Now there are three possible cases:

  1. __VA_ARGS__ is empty: PP_HASCOMMA(__VA_ARGS__) returns 0 and PP_HASCOMMA(PP_COMMA __VA_ARGS__ ()) returns 1.

  2. __VA_ARGS__ contains one argument: PP_HASCOMMA(__VA_ARGS__) returns 0 and PP_HASCOMMA(PP_COMMA __VA_ARGS__ ()) returns 0.

  3. __VA_ARGS__ contains two or more arguments: PP_HASCOMMA(__VA_ARGS__) returns 1 and PP_HASCOMMA(PP_COMMA __VA_ARGS__ ()) returns 1.

The PP_NARG_HELPERx macros are just needed to resolve these cases.

Edit:

In order to fix the func(0, ) problem, we need to test whether we have supplied zero or more arguments. The PP_ISZERO macro comes into play here.

#define PP_ISZERO(x)    PP_HASCOMMA(PP_ISZERO_HELPER_ ## x)
#define PP_ISZERO_HELPER_0    ,

Now let's define another macro which prepends the number of arguments to an argument list:

#define PP_PREPEND_NARG(...)                               \
          PP_PREPEND_NARG_HELPER1(PP_NARG(__VA_ARGS__), __VA_ARGS__)
#define PP_PREPEND_NARG_HELPER1(N, ...)                    \
          PP_PREPEND_NARG_HELPER2(PP_ISZERO(N), N, __VA_ARGS__)
#define PP_PREPEND_NARG_HELPER2(z, N, ...)                 \
          PP_PREPEND_NARG_HELPER3(z, N, __VA_ARGS__)
#define PP_PREPEND_NARG_HELPER3(z, N, ...)                 \
          PP_PREPEND_NARG_HELPER4_ ## z (N, __VA_ARGS__)
#define PP_PREPEND_NARG_HELPER4_1(N, ...)  0
#define PP_PREPEND_NARG_HELPER4_0(N, ...)  N, __VA_ARGS__

The many helpers are again needed to expand the macros to numeric values.
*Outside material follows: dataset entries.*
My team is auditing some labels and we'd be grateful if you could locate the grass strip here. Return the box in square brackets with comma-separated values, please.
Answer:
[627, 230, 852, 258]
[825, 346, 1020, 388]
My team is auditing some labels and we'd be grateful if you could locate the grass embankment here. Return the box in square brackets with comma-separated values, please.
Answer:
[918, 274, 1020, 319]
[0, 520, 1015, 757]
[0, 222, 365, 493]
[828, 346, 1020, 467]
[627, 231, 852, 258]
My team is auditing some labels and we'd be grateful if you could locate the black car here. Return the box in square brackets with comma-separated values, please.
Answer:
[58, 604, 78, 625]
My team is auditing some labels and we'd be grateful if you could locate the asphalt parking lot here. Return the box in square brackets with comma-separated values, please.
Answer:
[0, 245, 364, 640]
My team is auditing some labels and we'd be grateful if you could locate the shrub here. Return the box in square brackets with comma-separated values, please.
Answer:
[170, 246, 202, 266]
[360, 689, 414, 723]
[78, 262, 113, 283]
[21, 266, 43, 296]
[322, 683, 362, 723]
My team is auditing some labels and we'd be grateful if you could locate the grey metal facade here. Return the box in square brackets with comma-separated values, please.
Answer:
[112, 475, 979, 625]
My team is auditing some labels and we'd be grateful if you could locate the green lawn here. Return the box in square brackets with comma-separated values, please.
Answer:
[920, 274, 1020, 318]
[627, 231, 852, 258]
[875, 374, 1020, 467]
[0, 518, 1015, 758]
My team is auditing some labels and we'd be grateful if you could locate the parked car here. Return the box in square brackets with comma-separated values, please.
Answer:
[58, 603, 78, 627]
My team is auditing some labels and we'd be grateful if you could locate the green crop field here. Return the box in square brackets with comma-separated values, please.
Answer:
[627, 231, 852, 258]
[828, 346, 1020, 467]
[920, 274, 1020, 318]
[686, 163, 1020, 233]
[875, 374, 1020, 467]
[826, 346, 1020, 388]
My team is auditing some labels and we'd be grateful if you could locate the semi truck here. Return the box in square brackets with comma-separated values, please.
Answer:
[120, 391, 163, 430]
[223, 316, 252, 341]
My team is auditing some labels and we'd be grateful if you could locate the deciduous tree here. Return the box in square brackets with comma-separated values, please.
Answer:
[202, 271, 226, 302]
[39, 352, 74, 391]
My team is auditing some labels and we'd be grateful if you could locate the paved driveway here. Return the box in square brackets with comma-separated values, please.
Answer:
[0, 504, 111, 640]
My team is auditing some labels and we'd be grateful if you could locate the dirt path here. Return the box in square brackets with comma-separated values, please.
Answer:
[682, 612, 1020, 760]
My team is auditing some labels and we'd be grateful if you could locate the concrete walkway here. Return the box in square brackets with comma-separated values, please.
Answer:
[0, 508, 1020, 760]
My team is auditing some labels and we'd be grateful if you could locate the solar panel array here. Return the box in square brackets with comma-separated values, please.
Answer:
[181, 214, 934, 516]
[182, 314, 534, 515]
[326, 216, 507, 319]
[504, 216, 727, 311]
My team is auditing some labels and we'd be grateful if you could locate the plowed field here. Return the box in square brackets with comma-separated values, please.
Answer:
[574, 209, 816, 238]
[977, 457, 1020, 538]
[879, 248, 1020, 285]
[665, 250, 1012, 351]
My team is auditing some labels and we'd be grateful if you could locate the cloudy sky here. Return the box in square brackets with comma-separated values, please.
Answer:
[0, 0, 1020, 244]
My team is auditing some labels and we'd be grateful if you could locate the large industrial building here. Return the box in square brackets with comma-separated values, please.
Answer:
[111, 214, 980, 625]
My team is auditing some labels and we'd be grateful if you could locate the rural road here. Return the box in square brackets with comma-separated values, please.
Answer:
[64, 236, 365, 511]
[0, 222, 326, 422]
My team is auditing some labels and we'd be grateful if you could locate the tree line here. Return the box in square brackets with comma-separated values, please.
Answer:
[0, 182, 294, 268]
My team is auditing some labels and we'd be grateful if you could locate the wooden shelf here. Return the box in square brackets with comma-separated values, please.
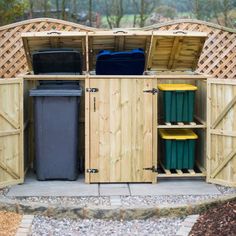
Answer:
[157, 120, 206, 129]
[157, 163, 206, 178]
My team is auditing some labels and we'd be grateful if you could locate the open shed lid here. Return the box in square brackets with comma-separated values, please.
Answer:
[147, 31, 207, 71]
[21, 31, 87, 71]
[88, 29, 152, 71]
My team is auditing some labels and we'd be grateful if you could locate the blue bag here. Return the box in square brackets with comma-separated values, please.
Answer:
[96, 48, 145, 75]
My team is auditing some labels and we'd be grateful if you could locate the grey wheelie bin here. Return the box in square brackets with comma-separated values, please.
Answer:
[30, 85, 82, 180]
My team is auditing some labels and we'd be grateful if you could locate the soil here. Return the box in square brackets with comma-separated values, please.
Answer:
[0, 211, 22, 236]
[189, 200, 236, 236]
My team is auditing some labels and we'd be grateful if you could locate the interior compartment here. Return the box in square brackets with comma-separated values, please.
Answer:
[157, 79, 206, 178]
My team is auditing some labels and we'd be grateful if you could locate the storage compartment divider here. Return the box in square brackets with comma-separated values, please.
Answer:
[154, 78, 207, 178]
Finally test it:

#define my_func(...)  func(PP_PREPEND_NARG(__VA_ARGS__))

my_func()          // expands to func(0)
my_func(x)         // expands to func(1, x)
my_func(x, y)      // expands to func(2, x, y)
my_func(x, y, z)   // expands to func(3, x, y, z)

Online example:

http://coliru.stacked-crooked.com/a/73b4b6d75d45a1c8

See also:

Please have also a look at the P99 project, which has much more advanced preprocessor solutions, like these.